Inside Amir Ofek's graceful magic wood, slipped in front of the palace walls, Oberon (Billy Marchenski) and Titania (Kate Besworth) are conducting a marital war. Oberon's entrance is spectacular, arriving as he does like an Ent, pure Tolkein, towering over Titania and her entourage who are straight out of a 1920's fairy book, winged and delicate. Oberon soon steps off his stilts and into a dashing outfit well-suited to Marchenski’s thoughtful performance. Kate Besworth as Titania is as light as air and cool as ice with a laugh that is crystal cold and other-worldly. She is a formidable figure, until enchanted into love with Bottom, when her actions become earthier, her smile silly.

Also to the wood come the `mechanicals,' a group of amateur actors, local tradesmen and women, all set to rehearse a play for Theseus' wedding day. There are delightful cameo performances from each, especially Richard Newman as Quince and Advah Soudack as Snug/Lion. Bottom is played by Carly Street with enormous aplomb, considerable insight and terrific timing. She sometimes steps outside the play to comment in modern slang with modern attitudes, but then, so does Bottom.

Puck, the trickster figure of European folklore, is the fount of the confusion that follows. It is Puck who puts a spell on the wrong lover and leads all the lovers astray, Puck who transforms Bottom for fun which terrifies the mechanicals and gives Oberon his chance for revenge on Titania, but it is also Puck who finally sets things right in the mortal world. Played by Sarah Roa with bounding and boundless energy, this Puck will undoubtedly find nuance with time.

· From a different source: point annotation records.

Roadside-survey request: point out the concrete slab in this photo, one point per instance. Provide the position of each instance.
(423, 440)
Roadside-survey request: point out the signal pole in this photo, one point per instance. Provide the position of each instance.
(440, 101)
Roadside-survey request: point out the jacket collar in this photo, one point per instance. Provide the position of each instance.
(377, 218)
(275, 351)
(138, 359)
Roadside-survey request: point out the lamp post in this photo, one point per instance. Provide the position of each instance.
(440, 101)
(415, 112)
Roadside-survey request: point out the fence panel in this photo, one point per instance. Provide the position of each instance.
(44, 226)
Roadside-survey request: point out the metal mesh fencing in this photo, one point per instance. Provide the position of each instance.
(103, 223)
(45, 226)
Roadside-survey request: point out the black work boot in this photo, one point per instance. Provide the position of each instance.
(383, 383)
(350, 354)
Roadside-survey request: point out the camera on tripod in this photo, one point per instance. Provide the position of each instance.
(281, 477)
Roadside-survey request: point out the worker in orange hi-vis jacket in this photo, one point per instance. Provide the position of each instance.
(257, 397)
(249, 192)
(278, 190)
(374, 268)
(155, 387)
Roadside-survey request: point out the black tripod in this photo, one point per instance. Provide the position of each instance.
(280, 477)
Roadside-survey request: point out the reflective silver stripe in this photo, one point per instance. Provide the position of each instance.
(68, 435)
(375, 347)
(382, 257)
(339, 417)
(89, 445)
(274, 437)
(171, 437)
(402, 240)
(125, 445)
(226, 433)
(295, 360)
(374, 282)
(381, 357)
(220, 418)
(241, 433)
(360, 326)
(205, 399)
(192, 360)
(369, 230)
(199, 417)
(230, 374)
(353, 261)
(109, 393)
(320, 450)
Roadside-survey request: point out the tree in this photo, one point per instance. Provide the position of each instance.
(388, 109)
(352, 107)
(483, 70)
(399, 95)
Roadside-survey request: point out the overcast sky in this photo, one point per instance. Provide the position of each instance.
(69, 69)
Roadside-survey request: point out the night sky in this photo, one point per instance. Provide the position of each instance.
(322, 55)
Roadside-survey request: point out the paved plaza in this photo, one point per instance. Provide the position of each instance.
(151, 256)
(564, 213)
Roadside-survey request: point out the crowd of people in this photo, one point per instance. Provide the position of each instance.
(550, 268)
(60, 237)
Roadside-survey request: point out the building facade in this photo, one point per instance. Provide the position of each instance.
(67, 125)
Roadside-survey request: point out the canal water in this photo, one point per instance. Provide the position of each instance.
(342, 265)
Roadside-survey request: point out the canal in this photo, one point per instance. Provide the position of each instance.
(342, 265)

Costumes and lighting were both wonderful with marvellous effects from both Christine Reimer and Gerald King, respectively. Music and soundscape by Mishelle Cuttler were extremely effective and frequently provided humorous comment on the action.

Tara Cheyenne Friedenberg's choreography which struck me as awkward at first settles as the play continues and will likely settle further.

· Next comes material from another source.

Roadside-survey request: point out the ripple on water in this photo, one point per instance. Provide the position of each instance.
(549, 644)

Four plots, three worlds, and a cast of confused and spell-bound characters means there is always a lot going on in A Midsummer Night's Dream. It needs a steady hand to keep it altogether, but sometimes it seemed that ideas were thrown in at random to see what worked. Not surprisingly, not everything does. It is particularly good to see more larger roles given to women. More than simply changing pronouns, it often reveals new perspectives and interpretations. But in this production, playing against text is sometimes just confusing for the audience. Why should Hermia and a female Lysander so fear a punishment which sends Hermia to a life amongst women? Why should Hermia so fear sleeping close beside Lysander before marriage?

Bellis opted to set this version of the play in the 1920’s, an unsettled time in the world and one with a layer of determined light-heartedness, perhaps to keep the darkness at bay. There is plenty of darkness in Shakespeare’s play, but little of it on display here – unless is has been bundled into Oberon’s dark goblins. On the other hand, there is plenty to hear and think, plenty to laugh at and with, plenty to see and enjoy.